En consecuencia, hay filosofía chilena relativamente chilena, por
la presencia histórica en Chile de profesores europeos y
latinoamericanos, sólo con un ritmo intermitente y de modo
esporádico. Pero, en un sentido más profundo, no hay filosofía
chilena, porque no hay aún una comunidad con tradición propia
esto es, con una urdimbre de maestros y discípulos, con una
trama de diálogos generacionales, con un tejido hecho de oficio
paciente que evita al improvisador en filosofía, de disciplina
rigorosa y argumentativa, de hábitos sociales e institucionales de
cultivo sistemático. Y esta tradición no se consuma con un evento
extraordinario, ni con la mera existencia de institutos o
departamentos de filosofía, pues requieren historia. Así unos
pocos lobos o lobas esteparios de la filosofía chilena han
discurrido o discurren, acompañados de una inmensa soledad y
de un abisal silencio, por esta "fértil provincia y señalada".
¿Filosofía chilena? Es, ante todo, porvenir. Y será chilena no por
intención, sino por añadidura".
*Filósofo, Decano de la Facultad de Filosofía de la Universidad
Católica.
Es cierto, aludiendo al Sr.

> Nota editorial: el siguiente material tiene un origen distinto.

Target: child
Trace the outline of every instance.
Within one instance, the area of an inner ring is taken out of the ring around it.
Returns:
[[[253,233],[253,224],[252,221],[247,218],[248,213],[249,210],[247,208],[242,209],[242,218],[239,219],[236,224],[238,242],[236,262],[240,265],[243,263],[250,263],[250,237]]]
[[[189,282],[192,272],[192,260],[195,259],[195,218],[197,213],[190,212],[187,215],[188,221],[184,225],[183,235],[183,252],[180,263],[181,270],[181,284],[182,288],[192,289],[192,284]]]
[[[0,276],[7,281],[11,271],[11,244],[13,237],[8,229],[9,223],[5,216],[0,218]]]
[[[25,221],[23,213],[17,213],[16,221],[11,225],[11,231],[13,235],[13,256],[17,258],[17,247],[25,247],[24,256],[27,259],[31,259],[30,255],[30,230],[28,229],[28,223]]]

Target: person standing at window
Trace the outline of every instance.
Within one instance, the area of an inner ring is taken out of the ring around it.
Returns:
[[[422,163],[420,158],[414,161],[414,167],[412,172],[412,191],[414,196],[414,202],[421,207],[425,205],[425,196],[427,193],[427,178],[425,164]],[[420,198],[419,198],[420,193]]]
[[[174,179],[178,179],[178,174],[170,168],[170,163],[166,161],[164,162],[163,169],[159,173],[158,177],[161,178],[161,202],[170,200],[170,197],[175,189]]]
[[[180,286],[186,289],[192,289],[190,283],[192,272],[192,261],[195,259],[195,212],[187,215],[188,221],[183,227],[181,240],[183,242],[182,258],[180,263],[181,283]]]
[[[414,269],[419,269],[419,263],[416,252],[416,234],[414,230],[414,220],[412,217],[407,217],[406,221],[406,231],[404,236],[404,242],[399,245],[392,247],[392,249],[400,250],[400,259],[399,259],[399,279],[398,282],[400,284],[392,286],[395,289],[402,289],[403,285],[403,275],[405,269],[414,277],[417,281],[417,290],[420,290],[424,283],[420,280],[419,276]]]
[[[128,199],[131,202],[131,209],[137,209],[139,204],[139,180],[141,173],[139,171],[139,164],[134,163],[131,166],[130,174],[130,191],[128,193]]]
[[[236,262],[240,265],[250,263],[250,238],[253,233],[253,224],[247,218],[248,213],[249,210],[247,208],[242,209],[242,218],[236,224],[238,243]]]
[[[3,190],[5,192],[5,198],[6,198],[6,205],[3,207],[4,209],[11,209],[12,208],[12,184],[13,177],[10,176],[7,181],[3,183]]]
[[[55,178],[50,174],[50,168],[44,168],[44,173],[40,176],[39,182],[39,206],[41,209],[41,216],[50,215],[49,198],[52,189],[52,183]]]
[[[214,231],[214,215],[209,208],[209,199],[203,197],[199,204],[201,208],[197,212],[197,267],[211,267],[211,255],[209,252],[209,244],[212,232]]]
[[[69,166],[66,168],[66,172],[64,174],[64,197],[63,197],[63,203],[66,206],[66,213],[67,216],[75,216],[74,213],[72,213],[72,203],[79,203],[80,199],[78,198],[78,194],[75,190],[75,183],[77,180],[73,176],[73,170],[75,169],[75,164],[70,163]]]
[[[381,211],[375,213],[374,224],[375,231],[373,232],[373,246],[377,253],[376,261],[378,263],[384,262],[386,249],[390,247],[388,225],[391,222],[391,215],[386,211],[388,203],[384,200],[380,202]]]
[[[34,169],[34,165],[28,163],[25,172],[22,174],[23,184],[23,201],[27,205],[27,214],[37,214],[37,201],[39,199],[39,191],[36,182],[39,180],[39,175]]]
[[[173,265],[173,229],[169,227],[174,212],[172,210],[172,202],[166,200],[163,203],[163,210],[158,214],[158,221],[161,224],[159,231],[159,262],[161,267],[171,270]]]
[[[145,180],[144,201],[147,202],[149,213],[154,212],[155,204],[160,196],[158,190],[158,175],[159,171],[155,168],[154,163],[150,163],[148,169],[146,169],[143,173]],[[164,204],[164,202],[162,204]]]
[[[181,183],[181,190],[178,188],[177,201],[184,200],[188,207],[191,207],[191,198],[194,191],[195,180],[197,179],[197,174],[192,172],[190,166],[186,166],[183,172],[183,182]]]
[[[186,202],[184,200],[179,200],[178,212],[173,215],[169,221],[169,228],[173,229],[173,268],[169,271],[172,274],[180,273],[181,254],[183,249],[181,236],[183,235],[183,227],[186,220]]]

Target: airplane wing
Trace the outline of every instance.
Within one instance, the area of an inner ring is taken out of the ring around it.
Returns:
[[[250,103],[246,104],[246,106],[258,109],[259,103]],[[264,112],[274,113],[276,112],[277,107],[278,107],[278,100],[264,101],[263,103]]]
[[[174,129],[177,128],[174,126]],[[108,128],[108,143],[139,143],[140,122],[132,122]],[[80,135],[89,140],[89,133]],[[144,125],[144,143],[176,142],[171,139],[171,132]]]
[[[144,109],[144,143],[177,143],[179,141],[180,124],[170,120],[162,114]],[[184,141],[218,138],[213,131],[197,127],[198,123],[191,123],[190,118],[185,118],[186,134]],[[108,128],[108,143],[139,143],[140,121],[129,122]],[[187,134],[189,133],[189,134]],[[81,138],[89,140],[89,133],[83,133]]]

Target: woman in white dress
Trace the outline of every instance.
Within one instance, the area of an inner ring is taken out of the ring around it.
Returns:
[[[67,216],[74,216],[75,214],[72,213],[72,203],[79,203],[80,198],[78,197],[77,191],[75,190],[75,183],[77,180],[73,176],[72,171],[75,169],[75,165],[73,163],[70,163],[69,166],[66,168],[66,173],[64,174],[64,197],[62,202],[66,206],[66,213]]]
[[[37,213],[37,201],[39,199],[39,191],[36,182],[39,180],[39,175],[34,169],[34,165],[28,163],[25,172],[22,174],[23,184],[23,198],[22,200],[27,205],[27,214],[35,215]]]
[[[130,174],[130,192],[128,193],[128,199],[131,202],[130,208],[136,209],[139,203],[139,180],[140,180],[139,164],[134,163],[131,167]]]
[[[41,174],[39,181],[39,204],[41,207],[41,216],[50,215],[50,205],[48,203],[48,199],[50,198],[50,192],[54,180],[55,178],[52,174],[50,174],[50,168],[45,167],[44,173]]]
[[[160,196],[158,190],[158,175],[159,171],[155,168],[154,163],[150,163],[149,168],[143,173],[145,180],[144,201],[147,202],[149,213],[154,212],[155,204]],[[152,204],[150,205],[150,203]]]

Luis Flores en una entrevista en el diario "El mercurio": "No hay una comunidad con tradición propia", aunque preferimos decir, con más exactitud: No hay una comunidad filosófica con tradición propia. Y agregaríamos que si bien es cierto que en Chile no se desarrolla filosofía "con una urdidumbre de maestros y discípulos, con una trama de diálogos generacionales, con un tejido hecho de oficio paciente -que evita al improvisador en filosofía-, de disciplina rigurosa y argumentaria", creemos que el adolecer de un método que diferencie la reflexión filosófica chilena de las demás, hace -y es así- que las reflexiones desarrolladas por filósofos chilenos sean consideradas -por pensadores chilenos y extranjeros- como una pretensión de universalidad".
Ya hemos señalado que la filosofía propiamente tal debe desarrollarse en el ámbito propio de la realidad, y cada realidad tiene sus filósofos. Poníamos como ejemplo la filosofía alemana y la italiana, el idealismo y el actualismo, y tales formas de desarrollar el pensamiento, sin renegar un pasado filosófico universal, tornóse a una observación superior, cual era su ámbito propio de realidad. Pues bien, tal como la filosofía universal en Alemania se tornó alemana en virtud a "su" método racional, así la filosofía universal en Chile debe tornarse chilena, si es que se pretende desarrollar filosofía propiamente tal.
Así, el carácter, -que es suscitado en ese “estar ahí”, en ese ámbito propio de la realidad- al momento de filosofar, juega un papel importante, casi fundamental para los efectos de identificar determinado método filosófico. Si una filosofía no tiene realidad propia, no es propiamente real.
El contexto de justificación de la filosofía chilena es el mismo para las demás filosofías, donde se toma en consideración la filosofía propiamente tal, que se ha nutrido siempre de carácter, de aspectos, que forman en el tiempo un método identificativo propio, con un lenguaje y discusión propios, con sus hombres y sus reflexiones.